US wildfire bursts into residential area

A firefighting helicopter at the Waldo Canyon fire.

DENVER, Colorado - A wildfire in the western US state of Colorado caught firefighters by surprise as it burst out of a canyon, swept through a residential area and destroyed several homes.

"Up until this afternoon this was a wildfire, and then it hit the northwest subdivisions," Mayor Steve Bach of Colorado Springs, the state's second largest city, told KDVR-TV late Tuesday.

"I don't think anyone expected that this would happen."

The growing blaze around 60 miles (100 kilometers) south of the state capital Denver compounds the struggle for firefighters battling wildfires across the American West, where temperatures have soared in recent days.

The Waldo Canyon fire has spread quickly since it began on Saturday, and turbulent winds on Tuesday afternoon prompted authorities to seek evacuations of up to 32,000 residents.

There were no reports of anyone killed or wounded in the fire, which has consumed 6,200 acres (2,480 hectares) and is just five per cent contained.

Officials declined to estimate the number of homes destroyed, but feared the figure would be high.

Owners of the Flying W Ranch, a working cattle ranch known nationally for its western-style restaurant, said on their website that it had been "burned to the ground."

Colorado Governor John Hickenlooper raced to the scene Tuesday night to tour the area by air.

"We saw a pretty grim scene.
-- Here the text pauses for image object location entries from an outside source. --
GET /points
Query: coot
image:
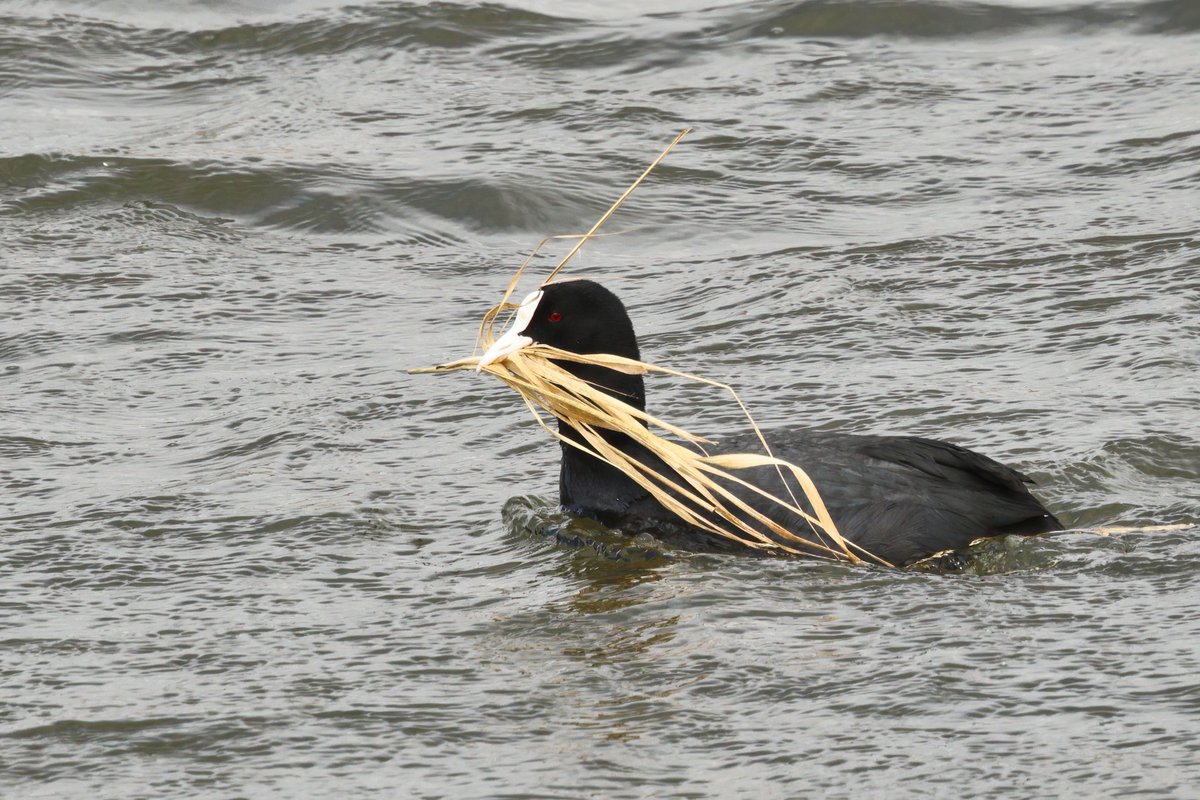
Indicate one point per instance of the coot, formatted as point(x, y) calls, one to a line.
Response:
point(901, 498)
The devastation is pretty intense," the governor told KCNC-TV, adding that the only bright spot was that there were no reports of loss of life.
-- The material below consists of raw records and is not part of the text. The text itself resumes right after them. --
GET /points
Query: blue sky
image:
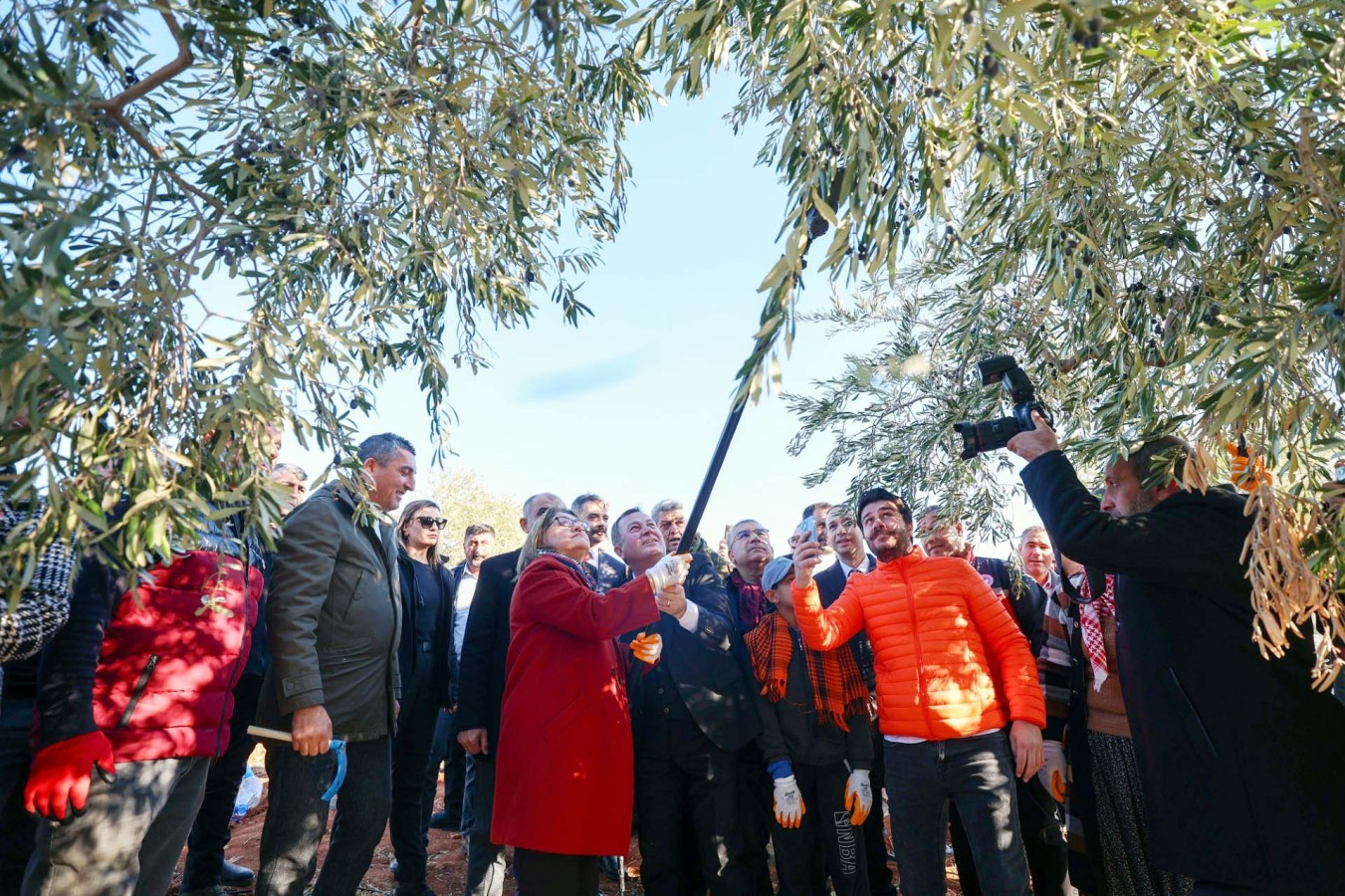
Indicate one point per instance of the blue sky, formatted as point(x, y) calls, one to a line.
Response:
point(632, 401)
Record high temperatures, extremely low humidity and wind gusts of up to 60 miles an hour have fueled blazes across the American West.

Firefighters in Colorado were battling two other fires along the front range of the Rocky Mountains, including the High Park fire, near Fort Collins, about 60 miles northwest of Denver.
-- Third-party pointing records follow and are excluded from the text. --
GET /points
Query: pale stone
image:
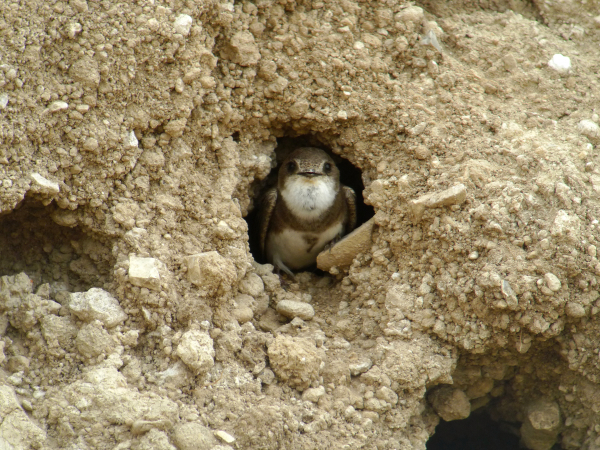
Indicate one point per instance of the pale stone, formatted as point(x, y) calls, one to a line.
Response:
point(313, 394)
point(242, 49)
point(183, 24)
point(97, 304)
point(42, 185)
point(450, 403)
point(552, 282)
point(144, 272)
point(210, 271)
point(343, 253)
point(575, 310)
point(452, 196)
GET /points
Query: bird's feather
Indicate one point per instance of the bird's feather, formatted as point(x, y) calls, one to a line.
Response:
point(267, 206)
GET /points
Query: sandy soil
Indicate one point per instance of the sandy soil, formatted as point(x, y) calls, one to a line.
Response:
point(134, 140)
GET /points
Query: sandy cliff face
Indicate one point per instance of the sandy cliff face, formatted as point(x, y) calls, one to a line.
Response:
point(134, 138)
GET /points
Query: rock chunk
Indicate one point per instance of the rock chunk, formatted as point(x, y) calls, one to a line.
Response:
point(97, 304)
point(42, 185)
point(93, 340)
point(143, 272)
point(452, 196)
point(86, 72)
point(196, 350)
point(210, 271)
point(183, 24)
point(540, 429)
point(295, 360)
point(242, 49)
point(193, 436)
point(292, 309)
point(16, 429)
point(450, 403)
That fire, which started on June 9, has now consumed 87,000 acres (34,800 hectares), making it the second largest fire in Colorado history. The blaze, which was ignited by lightning, is now 65 per cent contained.

Firefighters are also working to keep the Flagstaff Fire - estimated at just over 200 acres (88 hectares) - away from the city of Boulder, home to Colorado University.